I am like you...... we was getting ready to go on our little overnight trip....it was my idea to "wait" 3 days - so when we have our romp at this Inn, it would be more Hot & Passionate, and I start getting bi**hy the night before we left, I know that is why, I hate waiting. It helps that he knows _WHY _too. 

It was funny... once me & husband was on a bike trail, we laid our bikes down for a moment to pick berries & a small part of my wheel was on the trail, this lady whizzes by & starts yelling at us -she was nasty & out of sorts -that we are going to cause an accident, what is wrong with us., if looks could kill ......My husband looks at me & non chalantly says ..."*She needs Laid*".... I just laughed... 

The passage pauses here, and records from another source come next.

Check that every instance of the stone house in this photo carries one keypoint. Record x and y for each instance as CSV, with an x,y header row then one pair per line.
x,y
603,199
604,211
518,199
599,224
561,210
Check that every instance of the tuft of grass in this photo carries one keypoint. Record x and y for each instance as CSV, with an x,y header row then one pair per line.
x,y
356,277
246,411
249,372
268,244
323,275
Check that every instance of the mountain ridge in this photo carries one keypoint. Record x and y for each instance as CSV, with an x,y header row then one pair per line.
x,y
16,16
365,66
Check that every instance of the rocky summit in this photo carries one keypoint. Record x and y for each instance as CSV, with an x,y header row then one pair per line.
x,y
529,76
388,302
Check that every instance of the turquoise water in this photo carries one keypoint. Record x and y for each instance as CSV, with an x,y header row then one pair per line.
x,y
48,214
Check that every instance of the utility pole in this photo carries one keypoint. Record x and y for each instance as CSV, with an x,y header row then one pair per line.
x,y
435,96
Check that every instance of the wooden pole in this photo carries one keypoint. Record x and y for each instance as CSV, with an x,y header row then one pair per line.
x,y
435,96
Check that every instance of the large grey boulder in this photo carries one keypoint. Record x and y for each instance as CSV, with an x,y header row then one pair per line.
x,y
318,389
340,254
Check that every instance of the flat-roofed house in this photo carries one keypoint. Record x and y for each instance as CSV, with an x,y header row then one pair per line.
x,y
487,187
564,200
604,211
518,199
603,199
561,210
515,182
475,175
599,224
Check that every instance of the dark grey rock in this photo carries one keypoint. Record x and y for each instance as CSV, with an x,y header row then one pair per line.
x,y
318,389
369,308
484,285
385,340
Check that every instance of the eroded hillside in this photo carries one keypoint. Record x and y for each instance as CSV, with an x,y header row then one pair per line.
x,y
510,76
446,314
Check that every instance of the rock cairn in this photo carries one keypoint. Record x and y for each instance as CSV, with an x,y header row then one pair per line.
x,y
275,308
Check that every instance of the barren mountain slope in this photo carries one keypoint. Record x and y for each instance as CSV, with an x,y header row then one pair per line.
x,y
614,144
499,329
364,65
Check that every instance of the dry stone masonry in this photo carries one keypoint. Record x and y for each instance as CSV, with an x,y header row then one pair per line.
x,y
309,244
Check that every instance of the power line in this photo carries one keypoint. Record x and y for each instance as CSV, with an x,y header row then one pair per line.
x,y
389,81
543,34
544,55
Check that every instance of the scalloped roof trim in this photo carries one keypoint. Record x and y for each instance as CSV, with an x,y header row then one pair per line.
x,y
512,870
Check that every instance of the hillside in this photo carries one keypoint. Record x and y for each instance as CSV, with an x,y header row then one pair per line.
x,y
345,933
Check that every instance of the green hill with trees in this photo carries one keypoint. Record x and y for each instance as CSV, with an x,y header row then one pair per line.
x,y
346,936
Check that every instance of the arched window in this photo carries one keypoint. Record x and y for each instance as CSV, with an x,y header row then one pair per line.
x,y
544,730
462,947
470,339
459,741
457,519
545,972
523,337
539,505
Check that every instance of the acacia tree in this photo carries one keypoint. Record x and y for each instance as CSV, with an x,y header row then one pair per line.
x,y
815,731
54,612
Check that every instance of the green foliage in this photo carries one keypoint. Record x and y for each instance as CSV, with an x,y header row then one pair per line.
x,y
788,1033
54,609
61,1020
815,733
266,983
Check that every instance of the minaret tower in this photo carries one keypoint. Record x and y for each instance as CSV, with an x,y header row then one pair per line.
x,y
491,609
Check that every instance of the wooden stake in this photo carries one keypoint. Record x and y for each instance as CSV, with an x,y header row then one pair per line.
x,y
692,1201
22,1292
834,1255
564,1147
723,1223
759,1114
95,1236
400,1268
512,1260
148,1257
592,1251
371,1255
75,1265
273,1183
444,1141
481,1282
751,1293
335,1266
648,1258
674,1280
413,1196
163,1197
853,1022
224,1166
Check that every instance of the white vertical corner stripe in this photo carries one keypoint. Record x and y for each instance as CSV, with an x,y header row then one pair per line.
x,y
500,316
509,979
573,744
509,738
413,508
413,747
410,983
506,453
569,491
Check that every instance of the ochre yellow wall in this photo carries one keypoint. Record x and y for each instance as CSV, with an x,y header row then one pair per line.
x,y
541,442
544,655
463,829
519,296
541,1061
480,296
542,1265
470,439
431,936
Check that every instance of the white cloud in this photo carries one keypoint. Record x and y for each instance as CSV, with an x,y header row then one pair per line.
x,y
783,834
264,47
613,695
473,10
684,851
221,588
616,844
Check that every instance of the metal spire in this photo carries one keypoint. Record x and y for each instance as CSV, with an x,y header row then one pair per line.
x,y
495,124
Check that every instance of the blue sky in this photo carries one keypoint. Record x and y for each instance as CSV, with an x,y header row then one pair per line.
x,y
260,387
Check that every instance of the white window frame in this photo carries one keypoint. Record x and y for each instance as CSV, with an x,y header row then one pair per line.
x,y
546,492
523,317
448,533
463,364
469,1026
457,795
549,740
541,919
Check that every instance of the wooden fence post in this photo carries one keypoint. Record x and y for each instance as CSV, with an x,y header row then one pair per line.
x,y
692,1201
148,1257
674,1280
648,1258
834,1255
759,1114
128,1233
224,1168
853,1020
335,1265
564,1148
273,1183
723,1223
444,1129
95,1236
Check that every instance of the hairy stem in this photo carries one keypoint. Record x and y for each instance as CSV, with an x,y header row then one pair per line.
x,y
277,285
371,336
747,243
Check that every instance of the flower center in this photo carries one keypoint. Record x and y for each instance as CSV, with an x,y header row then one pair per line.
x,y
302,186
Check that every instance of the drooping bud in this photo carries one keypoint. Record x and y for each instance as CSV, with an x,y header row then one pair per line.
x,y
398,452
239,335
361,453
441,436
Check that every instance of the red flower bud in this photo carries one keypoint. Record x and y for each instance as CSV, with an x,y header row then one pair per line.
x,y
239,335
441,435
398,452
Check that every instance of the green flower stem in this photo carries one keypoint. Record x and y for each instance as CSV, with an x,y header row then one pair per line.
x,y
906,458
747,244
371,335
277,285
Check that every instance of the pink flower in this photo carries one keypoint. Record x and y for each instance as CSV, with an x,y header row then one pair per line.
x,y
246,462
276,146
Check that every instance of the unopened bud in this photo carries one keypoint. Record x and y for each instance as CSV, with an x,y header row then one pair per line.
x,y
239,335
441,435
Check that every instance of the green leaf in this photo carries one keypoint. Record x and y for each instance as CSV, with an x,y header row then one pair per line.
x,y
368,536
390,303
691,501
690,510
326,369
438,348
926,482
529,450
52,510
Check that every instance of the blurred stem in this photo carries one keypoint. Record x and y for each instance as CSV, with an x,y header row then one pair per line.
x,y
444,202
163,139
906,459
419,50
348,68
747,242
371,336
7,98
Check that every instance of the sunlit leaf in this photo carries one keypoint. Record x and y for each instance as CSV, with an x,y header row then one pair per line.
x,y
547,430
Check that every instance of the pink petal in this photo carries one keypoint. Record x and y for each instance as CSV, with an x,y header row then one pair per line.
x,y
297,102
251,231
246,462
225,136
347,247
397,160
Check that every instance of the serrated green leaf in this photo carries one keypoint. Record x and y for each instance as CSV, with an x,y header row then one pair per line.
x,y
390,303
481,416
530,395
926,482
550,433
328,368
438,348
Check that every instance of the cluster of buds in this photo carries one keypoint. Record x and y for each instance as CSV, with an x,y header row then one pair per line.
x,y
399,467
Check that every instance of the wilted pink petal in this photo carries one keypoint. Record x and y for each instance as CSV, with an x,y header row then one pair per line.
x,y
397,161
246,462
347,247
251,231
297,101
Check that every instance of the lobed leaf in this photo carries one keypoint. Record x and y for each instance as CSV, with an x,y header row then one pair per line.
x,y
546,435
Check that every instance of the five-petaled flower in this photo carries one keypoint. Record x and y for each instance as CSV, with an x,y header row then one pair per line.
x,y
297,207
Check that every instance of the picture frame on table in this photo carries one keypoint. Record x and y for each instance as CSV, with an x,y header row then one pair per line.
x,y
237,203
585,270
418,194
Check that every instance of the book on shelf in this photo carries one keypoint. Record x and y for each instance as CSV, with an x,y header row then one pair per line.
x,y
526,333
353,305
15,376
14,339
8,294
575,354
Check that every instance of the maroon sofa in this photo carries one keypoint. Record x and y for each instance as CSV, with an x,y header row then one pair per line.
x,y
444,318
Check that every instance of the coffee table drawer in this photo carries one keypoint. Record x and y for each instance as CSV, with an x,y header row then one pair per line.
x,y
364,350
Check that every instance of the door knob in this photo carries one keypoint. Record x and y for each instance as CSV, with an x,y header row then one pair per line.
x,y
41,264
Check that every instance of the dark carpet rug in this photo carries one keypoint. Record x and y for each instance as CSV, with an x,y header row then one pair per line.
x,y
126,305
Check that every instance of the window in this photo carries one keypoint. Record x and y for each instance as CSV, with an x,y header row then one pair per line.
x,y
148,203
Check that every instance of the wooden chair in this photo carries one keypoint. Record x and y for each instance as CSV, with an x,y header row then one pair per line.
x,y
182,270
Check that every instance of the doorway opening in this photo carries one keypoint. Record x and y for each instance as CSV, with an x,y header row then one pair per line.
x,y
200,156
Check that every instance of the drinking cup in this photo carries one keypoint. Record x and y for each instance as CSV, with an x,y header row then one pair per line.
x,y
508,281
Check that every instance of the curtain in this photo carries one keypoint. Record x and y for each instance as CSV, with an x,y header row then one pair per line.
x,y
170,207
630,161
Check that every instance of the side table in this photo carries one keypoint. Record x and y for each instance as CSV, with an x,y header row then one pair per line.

Then I got to thinking.....Hmmmm I bet that is what was wrong with me most of our marraige!! Cause really, I was more bi*chy in our past....thinking about this, I am almost positive it is because we were only having sex once a week.... if he would have pushed me more or had I been in tune with what I REALLY needed in my marraige... I bet I would have just been alot calmer & less "wired" somehow. 

He has told me , many days he would be in a good mood driving home from work, had sex on his mind , he'd walk through the door, and I would start going off about something, usually some project we needed to get too, I threw myself (& him) -into activity back then...what we should have been doing is heating up the bedroom. 

I believe I am a higher "Test" woman, I can't go longer than a week without a release, I'd be climbing the walls, I have always been loaded with energy-even today, we had an argument not too long ago, he thinks I never sleep.... I can be dominate if I do not watch myself, boldly assertive when I have a flame under me, aggressive when I want something, so it all makes sense -really, and I can really relate to men & that frustration, that antsyness. 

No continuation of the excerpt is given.